Congress is likely to debate another economic-stimulus package soon after it returns to Washington from campaigning for the election, unless the economy shows signs of turning around.

Congress is likely to debate another economic-stimulus package soon after it returns to Washington from campaigning for the election, unless the economy shows signs of turning around.

Even Federal Reserve Board Chairman Ben S. Bernanke seemed to endorse a second stimulus package in his testimony before Congress last week.

We aren’t convinced that a second package would help, for a number of reasons.

TWO OPTIONS

Let’s look at the two primary options for such a package: stimulus checks sent directly to consumers and a package of infrastructure spending.

According to some experts, only about 20% of the first $150 billion stimulus package, or about $30 billion, actually flowed into the U.S. economy.

The remainder went into paying off debts, was saved or flowed overseas as consumers bought imported goods.

The result was that the first package didn’t stimulate very much.

Stimulus checks, similar to the first package but larger, might work better the second time because consumers may have paid down their credit card and other debts, and may be inclined to spend for Christmas. But that isn’t a given.

They may well have more debt to pay off, and those who don’t have such debts may well save again.

In addition, it is unlikely that the Department of the Treasury could get the checks out quickly enough to stimulate Christmas spending.

And as before, much of any such spending would no doubt flow overseas via spending on imports.

As a result, the stimulus checks might do more for China’s economy than for ours.

And do we really want to worsen the trade deficit?

INVESTMENT IN THE U.S.

Some have proposed a $300 billion package of infrastructure spending. This has appeal because such a package would be an investment in the country and, if done well, could improve the nation’s long-term productivity.

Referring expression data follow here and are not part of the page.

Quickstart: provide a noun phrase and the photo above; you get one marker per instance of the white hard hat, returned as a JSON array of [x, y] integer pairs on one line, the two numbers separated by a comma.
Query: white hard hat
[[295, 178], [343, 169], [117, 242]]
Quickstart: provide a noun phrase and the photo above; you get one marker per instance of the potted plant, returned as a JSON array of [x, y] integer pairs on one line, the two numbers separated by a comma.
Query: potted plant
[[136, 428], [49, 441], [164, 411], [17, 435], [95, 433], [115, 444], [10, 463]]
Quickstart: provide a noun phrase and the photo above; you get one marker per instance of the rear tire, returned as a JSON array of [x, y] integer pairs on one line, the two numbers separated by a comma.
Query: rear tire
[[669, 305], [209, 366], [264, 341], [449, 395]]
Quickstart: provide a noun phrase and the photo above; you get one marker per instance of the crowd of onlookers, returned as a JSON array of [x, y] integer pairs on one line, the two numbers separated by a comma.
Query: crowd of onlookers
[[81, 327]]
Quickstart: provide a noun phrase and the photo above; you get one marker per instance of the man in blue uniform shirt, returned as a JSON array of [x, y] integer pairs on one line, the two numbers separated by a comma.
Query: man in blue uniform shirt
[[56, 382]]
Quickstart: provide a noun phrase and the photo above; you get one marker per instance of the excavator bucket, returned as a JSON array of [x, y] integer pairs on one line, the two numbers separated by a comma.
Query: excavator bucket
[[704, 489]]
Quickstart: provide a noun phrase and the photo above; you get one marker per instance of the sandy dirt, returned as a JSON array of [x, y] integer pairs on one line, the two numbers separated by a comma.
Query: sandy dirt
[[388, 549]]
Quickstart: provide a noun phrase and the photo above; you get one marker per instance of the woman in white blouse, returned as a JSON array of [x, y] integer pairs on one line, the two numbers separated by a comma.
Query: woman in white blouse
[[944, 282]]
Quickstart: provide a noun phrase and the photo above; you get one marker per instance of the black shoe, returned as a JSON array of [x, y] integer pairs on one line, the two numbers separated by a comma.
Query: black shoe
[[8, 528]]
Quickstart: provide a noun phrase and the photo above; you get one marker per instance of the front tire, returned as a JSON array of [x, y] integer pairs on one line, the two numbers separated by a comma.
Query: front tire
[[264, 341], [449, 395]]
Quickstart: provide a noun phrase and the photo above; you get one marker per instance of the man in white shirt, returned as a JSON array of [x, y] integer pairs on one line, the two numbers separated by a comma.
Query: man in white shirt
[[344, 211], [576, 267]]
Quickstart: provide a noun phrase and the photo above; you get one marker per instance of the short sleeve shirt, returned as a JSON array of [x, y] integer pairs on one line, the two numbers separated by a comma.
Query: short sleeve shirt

Key elements of the nation’s infrastructure — roads, bridges, ports and airports — all need to be repaired and upgraded. And it would give hundreds of thousands of workers jobs and benefit U.S. manufacturers of construction supplies and equipment.

But there are problems with infrastructure spending as a short-term stimulus package.

First, such projects require detailed planning and engineering, and can’t be turned on like light switches. This planning can take many months, if not years.

Probably only a very few infrastructure projects are fully planned and merely awaiting financing from the federal government. If the economy needs another shot in the arm, it needs it now, not a year or more from now.

Second, there would be much haggling in Congress over how much each state, city and municipality would get from any such stimulus package. The largest amounts of money likely would flow to the areas that have the most political clout in Washington, whether or not the infrastructure projects in those areas would deliver the biggest bang for the buck for the economy as a whole.

SCRAMBLE FOR MONEY

The scramble for infrastructure money would probably be like the scramble for the $3.5 billion the federal government hands out each year to state and local governments to prepare for terrorist attacks, but 100 times worse.

With $300 billion up for grabs, enormous sums would be frittered away through waste, fraud and mismanagement.

We hope that by the time Congress returns to Washington for the post-election session, the economy will be showing signs of recovery, making a second stimulus package less necessary.

Failing that, we vote for the infrastructure package, with all its inherent faults. Even after the misallocation of dollars, waste, fraud and mismanagement, the country still would get an investment in infrastructure that would serve it well in coming years — an investment that will have to be made sooner or later anyway.